An evolving technological society as a rocket is a metaphor. A rocket, once launched, needs to reach a critical velocity and altitude before obtaining a sustainable orbit. Once a stable orbit is attained, there are many further beneficial options such as space observations or facilitating further space exploration. As we already pointed, the basis for the metaphor is that there are two stationary states for the rocket – the ground and a stable orbit. The ground is analogous to the historical situation of a society based on traditional solar energy for crop growth, warmth, wind, and water. The stable orbit is analogous to an improved situation of an advanced society with more freedom, comforts and fulfillment, which is also stable through technologically capturing a larger fraction of the solar energy (or supplementing it with nuclear fission or fusion). Also, it is not clear if society's transition to energy sustainability (the metaphorical stable orbit) will be completed successfully. For example, fuel could run out or a fundamental flaw could disrupt the process.

We are in the process of determining whether this energy transition can be done. Learning curves for wind and solar technologies show that the cost of production reduces by a factor for every doubling of production. This cost reduction is driven by improvements (learning) in the production process. The variability of many renewable sources due to night, clouds, calm weather necessitates an ability to temporarily store energy when it is produced.

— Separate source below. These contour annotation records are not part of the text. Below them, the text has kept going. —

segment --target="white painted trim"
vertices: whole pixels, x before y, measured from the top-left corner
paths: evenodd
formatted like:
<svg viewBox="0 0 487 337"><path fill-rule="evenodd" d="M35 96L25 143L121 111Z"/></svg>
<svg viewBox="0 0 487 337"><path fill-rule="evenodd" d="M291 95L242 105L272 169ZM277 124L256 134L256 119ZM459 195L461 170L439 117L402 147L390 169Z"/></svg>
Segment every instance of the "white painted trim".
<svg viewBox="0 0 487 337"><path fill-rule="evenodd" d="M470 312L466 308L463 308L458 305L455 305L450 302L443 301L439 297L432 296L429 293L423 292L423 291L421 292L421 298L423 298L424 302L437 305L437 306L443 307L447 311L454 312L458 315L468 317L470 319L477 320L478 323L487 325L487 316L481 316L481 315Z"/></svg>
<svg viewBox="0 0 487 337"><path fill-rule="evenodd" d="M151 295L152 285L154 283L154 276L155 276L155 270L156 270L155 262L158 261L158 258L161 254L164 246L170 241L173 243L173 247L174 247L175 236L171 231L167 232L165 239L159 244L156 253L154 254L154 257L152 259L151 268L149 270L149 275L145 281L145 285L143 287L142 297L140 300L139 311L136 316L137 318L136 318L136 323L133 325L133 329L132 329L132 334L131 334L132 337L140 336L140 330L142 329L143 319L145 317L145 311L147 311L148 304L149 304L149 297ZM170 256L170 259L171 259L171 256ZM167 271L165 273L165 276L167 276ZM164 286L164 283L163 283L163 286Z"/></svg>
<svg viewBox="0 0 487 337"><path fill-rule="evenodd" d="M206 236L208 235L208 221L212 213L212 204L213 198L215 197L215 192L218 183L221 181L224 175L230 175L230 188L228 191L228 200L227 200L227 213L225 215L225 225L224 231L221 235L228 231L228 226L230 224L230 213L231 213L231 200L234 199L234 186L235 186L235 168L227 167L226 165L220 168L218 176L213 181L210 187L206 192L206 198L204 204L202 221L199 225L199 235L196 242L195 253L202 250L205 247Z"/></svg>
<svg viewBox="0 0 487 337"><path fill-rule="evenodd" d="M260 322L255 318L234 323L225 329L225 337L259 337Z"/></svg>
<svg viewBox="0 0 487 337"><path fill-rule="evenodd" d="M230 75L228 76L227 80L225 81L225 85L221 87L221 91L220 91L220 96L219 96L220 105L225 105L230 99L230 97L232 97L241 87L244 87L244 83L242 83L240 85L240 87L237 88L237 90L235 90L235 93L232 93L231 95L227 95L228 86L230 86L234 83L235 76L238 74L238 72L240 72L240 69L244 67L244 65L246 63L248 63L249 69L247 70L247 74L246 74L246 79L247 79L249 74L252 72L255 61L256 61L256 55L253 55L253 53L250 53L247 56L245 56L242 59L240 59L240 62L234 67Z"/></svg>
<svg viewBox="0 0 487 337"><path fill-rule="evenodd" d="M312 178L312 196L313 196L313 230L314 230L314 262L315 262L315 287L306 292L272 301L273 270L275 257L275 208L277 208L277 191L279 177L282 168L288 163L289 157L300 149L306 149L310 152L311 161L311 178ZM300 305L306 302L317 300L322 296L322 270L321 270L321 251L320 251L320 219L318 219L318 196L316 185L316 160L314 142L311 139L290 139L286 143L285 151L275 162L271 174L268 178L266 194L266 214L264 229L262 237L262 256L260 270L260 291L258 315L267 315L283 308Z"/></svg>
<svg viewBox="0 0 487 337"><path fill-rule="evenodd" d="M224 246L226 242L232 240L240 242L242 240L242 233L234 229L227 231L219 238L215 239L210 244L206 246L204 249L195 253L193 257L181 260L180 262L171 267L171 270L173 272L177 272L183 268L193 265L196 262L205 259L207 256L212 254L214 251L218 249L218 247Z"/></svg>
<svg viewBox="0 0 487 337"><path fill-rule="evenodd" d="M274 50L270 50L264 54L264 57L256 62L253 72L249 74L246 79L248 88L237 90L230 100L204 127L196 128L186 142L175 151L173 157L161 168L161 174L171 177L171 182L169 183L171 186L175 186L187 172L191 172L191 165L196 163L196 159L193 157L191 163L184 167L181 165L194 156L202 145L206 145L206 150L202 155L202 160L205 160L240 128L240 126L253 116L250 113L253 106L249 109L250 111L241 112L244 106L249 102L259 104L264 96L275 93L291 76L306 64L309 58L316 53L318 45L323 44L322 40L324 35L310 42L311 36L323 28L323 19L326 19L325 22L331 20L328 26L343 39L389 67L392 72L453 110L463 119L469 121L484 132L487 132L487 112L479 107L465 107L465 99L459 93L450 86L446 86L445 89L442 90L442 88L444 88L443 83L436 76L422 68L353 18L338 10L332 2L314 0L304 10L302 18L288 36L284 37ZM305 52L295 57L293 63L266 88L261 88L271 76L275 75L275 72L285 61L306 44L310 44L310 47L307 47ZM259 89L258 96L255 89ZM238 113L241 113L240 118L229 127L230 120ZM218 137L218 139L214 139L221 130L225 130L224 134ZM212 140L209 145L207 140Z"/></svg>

The main metaphor is that just like a rocket, the society that advances with fossil fuel is initially on an unsustainable path. After launching from the safety of the ground (leaving early agricultural sustainability), there is another sustainable situation – the orbit for the rocket and the use of technologically enhanced renewable energy for society. Both systems – rocket and civilization – have to reach the second stable situation before their limited amount of fuel runs out. There are also many similar issues such as achieving stability, transitioning to new stages (phases), and passing through the atmospheric friction (GHG release). First, the situation of a successful launch into orbit includes aspects of preparation, launching, achieving stability, surviving atmospheric friction, flight planning, and obtaining orbit will be discussed.

To have a successful launch into orbit, many engineers, controllers, and astronauts work together to design and then monitor progress so that changes can be made to correct problems. Currently we do not have a set of equivalent monitors or controls. In many cases we really do not know the characteristics of the systems, for example the amount of fossil fuel, the CO2 level that causes irreversible harm, the number of people that need the energy, the level of energy efficiency that is attainable, the economic viability of renewable energy sources. The transition to sustainable energy seems to have started (lifted off) with some self-correcting systems like market economy. It has also undergone a few changes in technologies (stage separations), for example, dramatically increase energy efficiency. But only now do the possible criteria for reaching sustainability such as total energy demands and technologies (stable orbit parameters such as altitude and speed).

In conclusion, this current period seems to offer difficult and unique challenges as we move towards global sustainability. In this case, all available information helps in developing scenarios based on previous trends, monitoring the transitions with key indicators, and adapting to the emerging situations with scenario revisions to help guide networked collaborative decision makers.